For nearly a decade, central banks around the world have been the biggest buyers of bonds, sending interest rates plummeting and stock markets soaring. Now, investors are starting to worry about what would happen if the richest nations start to scale back on a buying binge that most of them began to stimulate economies hurt by the global financial crisis, news outlets reported.

The most immediate fear: A sharp falloff in bond prices would rattle equity markets that are now trading at record highs. Beyond that, there is a looming concern that as the global economy heats up, inflation, a bond investor’s main worry, will start to inch up, fed by higher wage demands on the part of workers everywhere.

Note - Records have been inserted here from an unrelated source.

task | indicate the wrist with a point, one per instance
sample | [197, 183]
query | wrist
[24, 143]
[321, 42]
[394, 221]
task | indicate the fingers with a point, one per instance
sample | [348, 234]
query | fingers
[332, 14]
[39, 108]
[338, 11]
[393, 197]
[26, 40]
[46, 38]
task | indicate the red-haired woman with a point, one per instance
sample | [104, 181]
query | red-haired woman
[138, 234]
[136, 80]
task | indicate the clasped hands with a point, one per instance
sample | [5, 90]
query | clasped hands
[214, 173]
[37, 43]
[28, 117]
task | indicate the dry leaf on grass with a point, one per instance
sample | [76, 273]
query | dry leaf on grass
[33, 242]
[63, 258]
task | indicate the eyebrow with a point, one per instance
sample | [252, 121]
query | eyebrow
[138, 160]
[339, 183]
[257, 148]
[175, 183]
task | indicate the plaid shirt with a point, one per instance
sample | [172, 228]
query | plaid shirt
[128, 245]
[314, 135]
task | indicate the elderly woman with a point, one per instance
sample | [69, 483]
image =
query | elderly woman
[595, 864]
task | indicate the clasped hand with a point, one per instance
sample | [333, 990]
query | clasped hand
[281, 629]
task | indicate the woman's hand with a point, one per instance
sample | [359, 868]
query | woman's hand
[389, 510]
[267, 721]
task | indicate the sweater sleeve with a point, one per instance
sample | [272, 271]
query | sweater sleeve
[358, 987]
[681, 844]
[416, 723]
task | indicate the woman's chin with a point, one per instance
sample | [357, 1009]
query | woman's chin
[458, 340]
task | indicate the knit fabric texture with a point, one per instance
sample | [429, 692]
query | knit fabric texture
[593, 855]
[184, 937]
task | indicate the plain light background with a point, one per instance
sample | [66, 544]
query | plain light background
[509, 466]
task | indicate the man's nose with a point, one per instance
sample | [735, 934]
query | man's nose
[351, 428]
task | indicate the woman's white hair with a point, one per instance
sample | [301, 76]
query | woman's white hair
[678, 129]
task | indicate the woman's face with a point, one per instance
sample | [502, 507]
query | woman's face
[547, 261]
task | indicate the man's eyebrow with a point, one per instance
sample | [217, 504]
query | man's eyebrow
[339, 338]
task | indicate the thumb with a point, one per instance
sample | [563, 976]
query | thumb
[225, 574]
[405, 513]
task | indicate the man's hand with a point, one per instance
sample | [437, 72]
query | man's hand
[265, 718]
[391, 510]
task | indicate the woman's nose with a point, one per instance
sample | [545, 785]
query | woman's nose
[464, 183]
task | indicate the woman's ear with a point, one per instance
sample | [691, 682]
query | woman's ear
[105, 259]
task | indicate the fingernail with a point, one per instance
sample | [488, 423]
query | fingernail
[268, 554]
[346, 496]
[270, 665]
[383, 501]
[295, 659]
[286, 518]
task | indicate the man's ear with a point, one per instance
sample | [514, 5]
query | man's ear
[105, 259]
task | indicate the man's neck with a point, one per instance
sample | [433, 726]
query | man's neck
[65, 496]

Central banks are still providing plenty of liquidity and investors have yet to see what kind of economic boost US tax reform delivers.

For all the worry of what higher yields entail for portfolios, bond investors notably stepped up last week and bought plenty of government debt, including a big chunk of long-term paper, including US Treasury 10-year notes and 30-year bonds. The need among many fixed income investors to reinvest income back into the bond market at higher current yields will help limit a sell-off in rates.

 "Your largest investor might be stepping back, that’s what spooked people,” said John Briggs, a bond strategist at NatWest Markets. “The market is very vulnerable to any change in supply and demand.”

That vulnerability has been on display in recent weeks, with many investors selling out of their bond positions, pushing the yield—which rises as bond prices fall—on the benchmark 10-year US Treasury bill up to a high of 2.59% on Wednesday from 2.3% late last year. It closed the week at 2.55%.

China Move Spooks Market

Bond markets appeared to be further spooked on Wednesday by a report that China’s central bank, which owns $1.2 trillion in US Treasury bonds, may be poised to slow or even halt its buying of US debt. China has total reserves of just over $3 trillion.

So far, China has made no official statement on its plans for its US Treasury. Analysts do not believe that the country, which under President Xi Jinping has taken pride in its standing as an elite member of the club of wealthy nations, would rashly unload the securities it has amassed over the years, SFGate reported.

To some experts, a move by China to pull back on its bond-buying could simply be seen as responsible-reserve management by one of the world’s richest central banks.

But there is another interpretation that gets at the simmering tensions between the United States and China over North Korea and trade. “It is possible too that China wants to signal to its people that it will not keep financing the US when the US is not treating China with respect,” said Brad Setser, an expert in global capital flows at the Council on Foreign Relations.

There is also a belief among many economists that the tax cuts recently signed into law by President Trump could worsen the United States’ financial position and make its debt less attractive as an investment.

The mere thought that China might choose to unload some of its treasury fed broader concerns about how the markets react as central banks in the United States, Japan and Europe normalize policies adopted to prop up faltering economies.

All told, the three central banks are sitting on $14 trillion in securities they have bought since 2009: a $4.4 trillion mix of treasury and mortgage securities held by the Federal Reserve; the European Central Bank’s $5 trillion in corporate and government bonds; and $4.5 trillion worth of bonds and exchange traded funds accumulated by the Bank of Japan.

Moreover, the view that the US government, in the wake of the tax cut package, will have to issue more securities to finance a larger budget deficit is giving bond investors pause.

And that is bad news for bond investors.